An active matrix organic light emitting diode (hereinafter, referred to as ‘AMOLED’) display device is a spontaneous emission unit configured to illuminate an organic light emitting layer by recombination of electrons and holes, which has high luminance and low driving voltage, and is capable of being ultra-thin, and thus, is expected to be a next generation display device.
Each of the plurality of pixels forming the AMOLED display device includes a light emitting unit having an organic light emitting layer interposed between an anode and a cathode and a pixel circuit configured to independently drive the light emitting unit. The pixel circuit is classified into a voltage driving compensation circuit and a current driving compensation circuit. The voltage driving compensation circuit is a type for applying data voltage to the pixel circuit, and the current driving compensation circuit is a type for applying data current to the pixel circuit. The voltage driving compensation circuit and the current driving compensation circuit have commonality in storing data voltage in a storage capacitor connected to a gate of a driving unit as a result of operation processes thereof.
Meanwhile, in order to apply data voltage to each of the pixels in the voltage driving compensation circuit, first, a parasitic capacitor of a line is required to be charged and discharged. The voltage driving type is easier to charge/discharge than the current driving type, and thus, has a fast pixel operating speed, and is easy to connect with signals of a display driving circuit. All of the driving voltage pixel compensation circuits have a period of self-compensating a critical voltage of the driving unit. In a conventional critical voltage compensation method, the critical voltage of the driving unit is detected and charged in the storage capacitor, and is offset when an OLED current flows, and thus, an effect thereof is removed. However, since a difference of electron mobility generated in a process of switching thin film transistor (hereinafter, referred to as ‘TFT’) units is not stored or compensated by the circuit, the difference of the electron mobility generated in the process of the TFT unit is not theoretically compensated.

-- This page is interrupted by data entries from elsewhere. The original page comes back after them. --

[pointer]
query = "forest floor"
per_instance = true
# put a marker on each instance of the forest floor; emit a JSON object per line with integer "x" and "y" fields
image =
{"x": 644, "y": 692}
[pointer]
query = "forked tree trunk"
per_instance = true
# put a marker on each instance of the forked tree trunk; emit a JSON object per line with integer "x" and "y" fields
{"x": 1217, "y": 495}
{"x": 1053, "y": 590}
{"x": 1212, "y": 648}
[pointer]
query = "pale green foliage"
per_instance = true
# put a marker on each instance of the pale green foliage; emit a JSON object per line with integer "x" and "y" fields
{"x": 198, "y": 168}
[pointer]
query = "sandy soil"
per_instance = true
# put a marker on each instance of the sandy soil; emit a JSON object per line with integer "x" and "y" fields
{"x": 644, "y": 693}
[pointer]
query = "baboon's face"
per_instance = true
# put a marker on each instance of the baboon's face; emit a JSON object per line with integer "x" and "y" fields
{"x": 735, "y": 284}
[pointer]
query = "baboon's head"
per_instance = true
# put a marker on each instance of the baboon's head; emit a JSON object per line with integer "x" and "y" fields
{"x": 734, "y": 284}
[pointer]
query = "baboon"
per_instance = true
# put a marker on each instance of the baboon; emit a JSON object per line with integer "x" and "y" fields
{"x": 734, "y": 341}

Also, in the voltage driving compensation circuit, additional signal lines and TFT units configured to compensate for a change of the critical voltage share a large space of an entire pixel area, and thus, the opening ratio is greatly decreased.
The current driving compensation circuit is advantageous in receiving a current from a data driving IC and storing the current in a scan period, and then, the current flows in an OLED light emitting period. The current driving compensation circuit is advantageous in compensating for mobility as well as the difference of the critical voltage. Also, since the current driving compensation circuit is not affected by a voltage drop phenomenon of a supplied voltage, the current driving compensation circuit has a structure for ideally and stably supplying an OLED current. However, since the storage capacitor in the circuit is required to be charged by the data current, a charging time requires long time in a low data current level by the parasitic capacitor portion of the data line, and a long time is required to drive each pixel. In particular, the above property has a problem of increasing a time for charging a pixel in a high resolution and large sized panel. In order to solve the above problem, a pixel circuit using a current mirror structure is developed and a pixel charging time is minimized, but an error is generated when electric characteristics of a mirror unit are different from that of the driving unit. Also, since currently commercialized driving ICs use the voltage driving type, an additional cost is required to manufacture an additional driving IC.
Meanwhile, among element unit technologies of the pixel circuit included in the display, an amorphous silicon TFT has characteristics of uniformly maintaining electron mobility even in a large sized substrate and in established manufacturing technology, and is first considered in the development of a large sized AMOLED display technology. However, the amorphous silicon TFT has poor characteristics in electric stability due to unique characteristics of an amorphous silicon layer. The most important problem caused by the unstability of the amorphous silicon TFT is a change of the critical voltage caused by a stress from a continuous gate bias.